I am a control freak by definition, so basically everything has to according to plan or a panic attack will ensue. I've spent a large majority of my life completely convinced of the path I wanted for my life: go to college, become a working actor, get married, etc. etc. Nothing made me more excited than the notion of going to University to finally work towards something--my career. I auditioned for the acting program at my school of choice and lo and behold, I didn't get in. I decided to go anyway. I could always reaudition and I did--I didn't get in. In fact, I didn't make it five times. I found myself lost, sad, confused and angry all at the same time. This wasn't how it was supposed to go. None of these rejections and let downs were supposed to happen.
I was dating someone my first semester of college, and that relationship ended rather quickly. That wasn't supposed to happen. I was supposed to be fall in love and be happy with him for a long time, but instead, we went our separate ways. So amongst all of my other feelings, I found myself heartbroken. "Where do I go from here?" "What I do now?" were common questions that haunted my thoughts day in and day out.
It wasn't until this summer that I rediscovered my passion for acting and art while also finding a new passion for politics. I'm now a double major and I couldn't be happier. Sure, I get stressed with such a heavy class load, but for the first time in a while, I feel accomplished. I feel motivated, passionate, and determined to make my dreams a reality. I wouldn't be where I am without my constant support system. I wouldn't be here without the people who repeatedly told me what I could and couldn't do.

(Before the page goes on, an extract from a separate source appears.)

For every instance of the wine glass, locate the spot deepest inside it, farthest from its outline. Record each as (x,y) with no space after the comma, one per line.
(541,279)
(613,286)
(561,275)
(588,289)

In the end, I've learned that nothing ever really goes "according to plan." One minute you're on your way to the Grand Canyon and instead find yourself at the Gemini Giant; it doesn't mean the adventure was any less fun just because you didn't end up where you said you would be. In fact, I would argue that some of the best adventures are the ones we never even think of for ourselves. So, in essence, let your hair down, smell the roses, and take in all the wonder this world has to offer. You'll always end up where you need to be.